Hide and Seek

The thing is, this was a good movie. Several inevitable games of Hide and Seek, of course, but even those managed (for the most part) to be tense and creepy, rather than like the lame repetitive device they could have been.

Anyway, plot: Robert De Niro’s wife thinks their marriage is irreconcilable, and then suicides herself in the bathtub. Daughter Dakota Fanning (who is a beautiful little girl; just ask anyone in the script) goes a little bit insane. After a poorly defined period of time, De Niro takes his daughter to a gigantic house in upstate New York, so that she’s not surrounded by memories. Instead, she’s surrounded by an empty house, a creepy-looking cave in the woods, and De Niro’s hands off parenting approach, learned, apparently, through years of careful psychologist-being.

Naturally, she has no choice but to invent an imaginary friend. Except, the friend starts creating lots of scary mayhem, leading the audience to wonder: is the little girl doing all the stuff she blames on Charlie? Or is it the creepy neighbor? The meddling real-estate agent? A giant lovable-but-without-social-graces bear who lives in the cave? A hillbilly with only three teeth, who lives in the cave? Whoever it is, good camera work and acceptable child-acting keep the tension and the mysteriousness high, so I’ll say no more lest I give it away. (It’s not the bear, though.)
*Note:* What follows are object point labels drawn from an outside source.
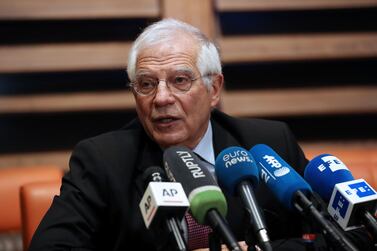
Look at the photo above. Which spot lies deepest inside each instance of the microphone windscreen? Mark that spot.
(324, 172)
(278, 175)
(233, 165)
(182, 165)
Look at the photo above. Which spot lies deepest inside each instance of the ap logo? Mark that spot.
(362, 189)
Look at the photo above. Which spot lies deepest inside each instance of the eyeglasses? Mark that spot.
(177, 83)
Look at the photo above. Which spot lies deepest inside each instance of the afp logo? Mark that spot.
(169, 192)
(279, 169)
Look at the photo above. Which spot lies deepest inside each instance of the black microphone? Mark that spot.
(164, 203)
(207, 202)
(351, 202)
(294, 192)
(237, 173)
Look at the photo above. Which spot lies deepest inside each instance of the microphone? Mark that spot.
(237, 172)
(294, 192)
(351, 202)
(164, 203)
(207, 202)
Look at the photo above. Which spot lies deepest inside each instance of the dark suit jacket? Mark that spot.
(98, 205)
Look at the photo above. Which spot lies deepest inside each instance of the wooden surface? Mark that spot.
(77, 9)
(298, 47)
(263, 5)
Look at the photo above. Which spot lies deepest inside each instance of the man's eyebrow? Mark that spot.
(185, 70)
(144, 73)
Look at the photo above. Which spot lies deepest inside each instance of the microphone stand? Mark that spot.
(335, 237)
(214, 241)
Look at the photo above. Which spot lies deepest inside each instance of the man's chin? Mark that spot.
(168, 141)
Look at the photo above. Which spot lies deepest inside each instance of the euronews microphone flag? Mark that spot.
(350, 202)
(207, 202)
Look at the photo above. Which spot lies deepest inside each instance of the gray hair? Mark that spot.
(163, 31)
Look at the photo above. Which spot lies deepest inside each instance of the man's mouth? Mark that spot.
(165, 120)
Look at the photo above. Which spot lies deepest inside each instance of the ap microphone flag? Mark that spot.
(164, 198)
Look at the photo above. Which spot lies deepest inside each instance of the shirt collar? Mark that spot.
(205, 146)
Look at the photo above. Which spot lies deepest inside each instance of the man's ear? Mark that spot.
(216, 89)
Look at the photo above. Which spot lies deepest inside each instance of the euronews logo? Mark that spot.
(280, 170)
(235, 157)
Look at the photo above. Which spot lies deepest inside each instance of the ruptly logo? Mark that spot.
(189, 161)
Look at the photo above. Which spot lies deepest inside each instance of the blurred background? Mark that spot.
(312, 64)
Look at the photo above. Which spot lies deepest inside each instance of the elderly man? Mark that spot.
(176, 79)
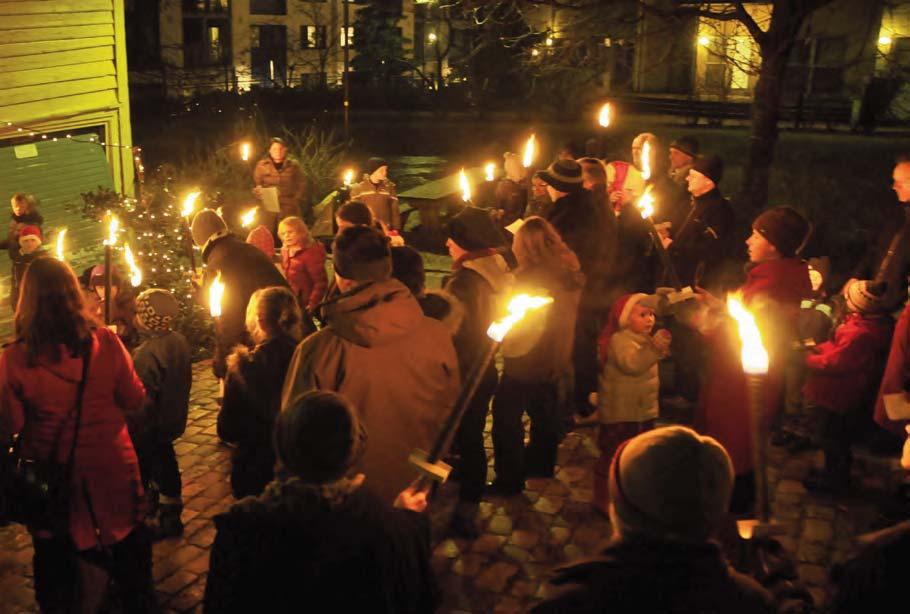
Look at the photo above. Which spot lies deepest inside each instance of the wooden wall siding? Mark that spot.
(57, 58)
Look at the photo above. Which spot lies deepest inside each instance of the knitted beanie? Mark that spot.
(319, 437)
(156, 308)
(473, 229)
(262, 238)
(785, 228)
(362, 253)
(864, 296)
(670, 484)
(205, 224)
(711, 167)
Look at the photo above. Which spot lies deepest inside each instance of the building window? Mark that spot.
(345, 37)
(268, 7)
(312, 37)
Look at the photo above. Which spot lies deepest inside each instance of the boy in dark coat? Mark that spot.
(163, 364)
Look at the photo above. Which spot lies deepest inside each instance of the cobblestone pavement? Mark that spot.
(523, 537)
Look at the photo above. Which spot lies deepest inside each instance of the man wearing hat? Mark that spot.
(278, 170)
(396, 365)
(377, 192)
(244, 269)
(479, 277)
(669, 491)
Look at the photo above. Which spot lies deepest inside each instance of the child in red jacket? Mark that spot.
(303, 263)
(843, 378)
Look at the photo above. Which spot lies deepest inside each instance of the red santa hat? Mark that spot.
(619, 317)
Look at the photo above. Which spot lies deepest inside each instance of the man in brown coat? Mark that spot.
(397, 366)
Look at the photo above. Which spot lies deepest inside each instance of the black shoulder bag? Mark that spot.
(37, 491)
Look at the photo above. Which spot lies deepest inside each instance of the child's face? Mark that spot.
(641, 320)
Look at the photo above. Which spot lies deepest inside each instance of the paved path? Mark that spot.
(523, 538)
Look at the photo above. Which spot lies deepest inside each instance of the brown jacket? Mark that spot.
(380, 198)
(396, 366)
(290, 181)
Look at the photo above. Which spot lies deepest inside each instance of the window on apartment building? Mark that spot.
(268, 7)
(206, 41)
(313, 37)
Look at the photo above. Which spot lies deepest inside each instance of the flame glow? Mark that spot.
(216, 294)
(189, 204)
(60, 235)
(646, 160)
(247, 219)
(518, 307)
(465, 186)
(754, 356)
(603, 118)
(646, 204)
(135, 271)
(528, 158)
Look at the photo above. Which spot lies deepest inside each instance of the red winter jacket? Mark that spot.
(305, 272)
(844, 373)
(38, 401)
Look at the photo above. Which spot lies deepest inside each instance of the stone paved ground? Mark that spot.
(523, 538)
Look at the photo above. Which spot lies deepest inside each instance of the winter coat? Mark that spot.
(395, 365)
(703, 239)
(164, 365)
(38, 401)
(844, 373)
(896, 379)
(381, 198)
(628, 578)
(628, 384)
(252, 400)
(244, 269)
(772, 292)
(290, 181)
(305, 272)
(292, 550)
(539, 348)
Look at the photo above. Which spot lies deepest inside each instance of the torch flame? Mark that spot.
(646, 160)
(603, 117)
(518, 307)
(60, 235)
(646, 204)
(528, 159)
(754, 356)
(246, 220)
(465, 186)
(135, 271)
(216, 293)
(189, 204)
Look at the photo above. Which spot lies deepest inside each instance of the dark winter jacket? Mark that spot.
(844, 373)
(295, 550)
(703, 239)
(629, 578)
(164, 365)
(244, 269)
(252, 400)
(395, 365)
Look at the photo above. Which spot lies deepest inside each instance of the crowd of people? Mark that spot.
(331, 385)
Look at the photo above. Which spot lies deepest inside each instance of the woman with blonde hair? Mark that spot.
(252, 387)
(537, 359)
(65, 387)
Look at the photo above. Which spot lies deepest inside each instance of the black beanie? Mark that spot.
(710, 166)
(361, 253)
(785, 228)
(473, 229)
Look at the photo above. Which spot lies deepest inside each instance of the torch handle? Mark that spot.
(759, 449)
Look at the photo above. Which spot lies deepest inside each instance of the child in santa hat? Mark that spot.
(628, 387)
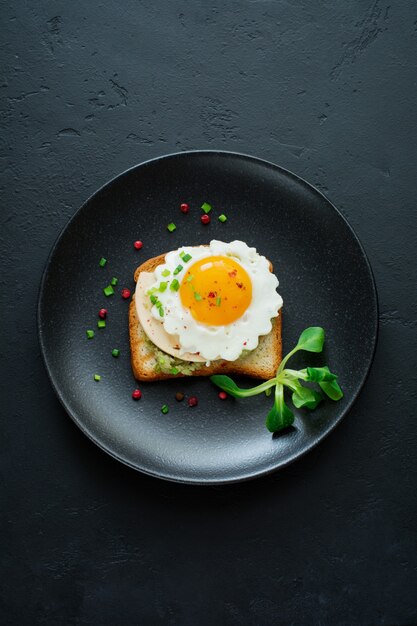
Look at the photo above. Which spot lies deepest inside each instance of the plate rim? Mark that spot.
(166, 476)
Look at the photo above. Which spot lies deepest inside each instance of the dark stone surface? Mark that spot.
(325, 89)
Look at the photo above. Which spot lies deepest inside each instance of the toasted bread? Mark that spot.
(146, 358)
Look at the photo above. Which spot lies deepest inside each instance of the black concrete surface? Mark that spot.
(327, 90)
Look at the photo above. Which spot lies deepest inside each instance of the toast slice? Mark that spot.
(149, 363)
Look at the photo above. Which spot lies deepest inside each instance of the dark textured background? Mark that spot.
(325, 89)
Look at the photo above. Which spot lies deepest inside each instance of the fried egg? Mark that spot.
(208, 302)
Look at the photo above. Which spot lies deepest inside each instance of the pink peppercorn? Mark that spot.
(192, 401)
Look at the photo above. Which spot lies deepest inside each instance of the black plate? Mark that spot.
(325, 280)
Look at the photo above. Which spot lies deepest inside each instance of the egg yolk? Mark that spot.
(217, 290)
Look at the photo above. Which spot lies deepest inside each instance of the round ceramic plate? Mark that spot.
(325, 280)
I think it’s because it worked so well that the flaws grate on me. Elisabeth Shue wanders in and out of the movie as the aunt of young Dakota’s would-be local townie friend, who seems to maybe want to date De Niro. And he seems maybe to want to date her too. It’s played too low key to understand, and it doesn’t help that it feel like his wife has been dead just a handful of months.

The final act drags on for an eternity beyond the (very-well played) climax, removing a lot of the goodwill I had toward the film. And then, even worse, the final two scenes both contained pointless groaners that could easily have been avoided. My recommendation: See it. Good mood piece, decent creep factor and the thing where they make you want to know what’s actually going on. But after the climax (you’ll know it when it happens), move on to something else. Whatever ending you make up in your own mind will be superior.